Satirical parody is unnecessary
Richard Packham’s May 18 satirical parody on Christianity in The News-Review is not surprising considering his anti-theistic attitude towards life. Readers who have previously read his columns already know where he stands on God and religion, so why run such a cruel and demeaning article?
As a retired lawyer, he must know something about law and order, a world-wide problem regardless of what one believes. So how does the God he satirizes solve this rebelliousness otherwise described as “sin,” which is a state of mind? This is what God wants to eliminate. If we regard sin as primarily breaking the rules, God’s commandments may be regarded as arbitrary regulations, designed to show His authority, and to test our willingness to obey. Obey, and we’re rewarded. Disobey, and we’re destroyed. Do you want to live under those circumstances? That is what Packham thinks Christianity is about — and he’s wrong!

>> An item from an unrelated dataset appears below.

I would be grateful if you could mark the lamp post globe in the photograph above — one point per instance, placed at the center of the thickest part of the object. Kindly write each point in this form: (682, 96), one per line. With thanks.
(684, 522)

Look again at the rules, God’s ten commandments in particular. All they require is that we love God and each other. If we really did that, we’d have peace and freedom. The tenth of the Ten Commandments says we shouldn’t even want to sin. If we lived in that state of mind, not even wanting to do anything unloving, we would have freedom and all kinds of peace and good will.
But can love be commanded or produced by fear? Has God said to us children, “Either love Me, and each other, or I’ll have to kill you? Read from Genesis to Revelation; you’ll see that what God wants is not mere obedience to the rules. He wants us to do what is right because it is right. “The obedience that springs from love and trust is offered in the highest sense of freedom.”